Gamifying Video Content for creators
TL;DR
Building the core editor and player engine for SemiReal, a platform that lets creators make interactive, gamified video content. Presented the platform at South by Southwest Sydney 2025.
The Whole Truth
The founder brought 20+ years of film industry experience—director, editor, content creator—and a clear observation: interactive video content hasn’t been figured out yet. Netflix tried with their Black Mirror “Bandersnatch” episode. It flopped. The interaction felt forced, the UX was clunky, and it didn’t unlock the creative potential of what interactive storytelling could be. SemiReal’s bet is that the problem isn’t the concept but it’s the tooling. Creators need a platform that makes building interactive video as intuitive as editing a regular video. Not just “choose your own adventure” button clicks, but actual game-like mechanics embedded in video.
The Product
SemiReal is a platform where creators upload videos and turn them into interactive experiences using a node-based editor.
Here’s how it works:
- Drag and drop videos → each becomes a node in a visual graph
- Draw clickable areas inside the video → link regions to different videos or outcomes
- Conditional branching → “If the user visited Video A, only then can they access Video B”
- Backpack system → users collect items (like in games) that unlock paths or trigger events (e.g., “You need the phone in your backpack to call for help”)
- Audio layers → background music, voiceovers triggered by user interactions
- Dynamic interactions → different parts of the video respond to clicks, revealing new paths
Imagine a documentary where clicking on an object in the frame takes you deeper into that topic.
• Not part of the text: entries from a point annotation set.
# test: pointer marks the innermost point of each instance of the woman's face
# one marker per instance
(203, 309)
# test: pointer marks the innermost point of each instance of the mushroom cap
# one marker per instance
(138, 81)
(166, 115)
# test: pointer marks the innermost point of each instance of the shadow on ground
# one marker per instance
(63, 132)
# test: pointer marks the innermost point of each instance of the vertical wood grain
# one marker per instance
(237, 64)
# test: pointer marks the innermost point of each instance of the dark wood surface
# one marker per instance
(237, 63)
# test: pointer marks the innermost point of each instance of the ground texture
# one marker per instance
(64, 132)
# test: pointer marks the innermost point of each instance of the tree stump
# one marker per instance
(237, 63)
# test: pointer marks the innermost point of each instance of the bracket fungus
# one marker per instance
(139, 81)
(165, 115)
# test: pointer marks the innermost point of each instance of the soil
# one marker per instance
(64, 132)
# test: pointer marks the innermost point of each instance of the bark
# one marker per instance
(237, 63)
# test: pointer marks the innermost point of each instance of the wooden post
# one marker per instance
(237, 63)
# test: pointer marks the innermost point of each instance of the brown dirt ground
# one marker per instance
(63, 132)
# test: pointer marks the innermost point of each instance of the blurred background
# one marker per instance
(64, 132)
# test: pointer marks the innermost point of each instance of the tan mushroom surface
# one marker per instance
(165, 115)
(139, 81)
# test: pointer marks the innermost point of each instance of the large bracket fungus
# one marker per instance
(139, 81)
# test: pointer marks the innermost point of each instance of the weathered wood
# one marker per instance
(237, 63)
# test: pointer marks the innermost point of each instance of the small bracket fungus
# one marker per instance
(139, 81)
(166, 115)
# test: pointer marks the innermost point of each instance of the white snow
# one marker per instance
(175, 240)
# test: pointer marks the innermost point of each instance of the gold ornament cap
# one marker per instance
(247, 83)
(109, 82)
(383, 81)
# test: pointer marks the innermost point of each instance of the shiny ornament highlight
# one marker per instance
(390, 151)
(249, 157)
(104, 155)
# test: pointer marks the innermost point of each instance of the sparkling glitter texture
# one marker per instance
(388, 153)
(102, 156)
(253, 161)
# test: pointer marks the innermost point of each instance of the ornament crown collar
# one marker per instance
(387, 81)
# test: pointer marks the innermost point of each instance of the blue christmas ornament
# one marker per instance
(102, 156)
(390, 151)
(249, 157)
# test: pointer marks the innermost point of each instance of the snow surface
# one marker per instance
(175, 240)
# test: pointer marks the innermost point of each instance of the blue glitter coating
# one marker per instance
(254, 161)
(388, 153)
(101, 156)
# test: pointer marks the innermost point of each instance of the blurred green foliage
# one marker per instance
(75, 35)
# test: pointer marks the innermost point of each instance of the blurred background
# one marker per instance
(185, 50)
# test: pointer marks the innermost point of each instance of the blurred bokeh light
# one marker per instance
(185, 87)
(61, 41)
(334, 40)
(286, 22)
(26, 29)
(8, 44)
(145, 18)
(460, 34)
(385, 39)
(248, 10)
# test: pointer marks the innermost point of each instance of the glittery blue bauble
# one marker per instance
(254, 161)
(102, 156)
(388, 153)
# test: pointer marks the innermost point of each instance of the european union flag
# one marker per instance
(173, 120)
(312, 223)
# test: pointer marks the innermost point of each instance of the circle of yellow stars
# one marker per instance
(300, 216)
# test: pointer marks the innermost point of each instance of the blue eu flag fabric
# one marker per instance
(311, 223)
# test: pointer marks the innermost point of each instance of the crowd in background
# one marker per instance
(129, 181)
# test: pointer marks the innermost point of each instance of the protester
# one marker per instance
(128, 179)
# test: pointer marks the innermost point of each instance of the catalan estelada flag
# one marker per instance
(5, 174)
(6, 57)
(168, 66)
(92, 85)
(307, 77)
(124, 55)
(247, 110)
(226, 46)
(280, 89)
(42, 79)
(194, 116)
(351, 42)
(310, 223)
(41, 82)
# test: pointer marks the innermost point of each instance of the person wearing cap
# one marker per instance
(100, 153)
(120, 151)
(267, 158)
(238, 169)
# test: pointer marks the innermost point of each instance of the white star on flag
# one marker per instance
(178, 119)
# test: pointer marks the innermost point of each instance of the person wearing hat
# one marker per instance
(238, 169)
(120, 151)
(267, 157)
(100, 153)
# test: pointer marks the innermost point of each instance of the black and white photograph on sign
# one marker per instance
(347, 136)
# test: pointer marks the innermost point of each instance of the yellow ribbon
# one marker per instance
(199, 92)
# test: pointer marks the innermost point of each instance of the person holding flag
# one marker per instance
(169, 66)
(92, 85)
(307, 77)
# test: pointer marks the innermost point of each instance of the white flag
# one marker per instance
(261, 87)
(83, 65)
Or a training video where employees collect tools in their backpack and apply them in later scenarios. Or a filmmaker creating a narrative where your choices genuinely shape the story. The B2B angle was particularly strong—businesses were impressed by the potential for interactive training, onboarding, and product demos.
I joined in July 2025, and my main job was contributing to the custom editor and player engine in vanilla TypeScript.
Why vanilla? We needed full control. Off-the-shelf video libraries couldn’t handle the complexity we were building—conditional logic, backpack state management, multi-layered interactions, real-time node graph updates. We had to build from scratch.
The editor let creators:
- Construct node graphs visually
- Draw interactive regions frame-by-frame
- Set conditions and triggers
- Preview the interactive experience in real-time
The player handled:
- Rendering videos with interactive overlays
- Tracking user state (which videos they’ve seen, what’s in their backpack)
- Branching logic and seamless transitions between nodes
- Audio mixing for background music + triggered voiceovers
It was technically challenging—managing video playback state, synchronizing interactions with precise timestamps, handling edge cases in branching logic but that’s what made it interesting.
The Compression Pipeline
The other major piece I helped with was the pub-sub scalable video compression engine on Google Cloud.
When creators upload videos, they can be massive, raw footage or high-res exports. We needed to compress them for efficient storage and streaming without making creators wait forever.
I built a pipeline that:
- Uses pub-sub messaging to queue compression jobs as videos upload
- Spins up workers dynamically to process videos in parallel
- Compresses in minimal time (optimized for speed + quality balance)
- Handles failures gracefully and retries
This kept the platform fast and scalable even as more creators uploaded larger files.
South by Southwest Sydney 2025
In October, I was flown to Sydney to present SemiReal at South by Southwest Sydney 2025 with the founders for a week.
SXSW is where media, tech, and entertainment intersect, we got overwhelmingly positive feedback—filmmakers, content creators, and businesses all saw potential. We made connections with documentary makers interested in interactive storytelling and companies exploring interactive training content.
It was validating to see people react to the product and understand the vision immediately.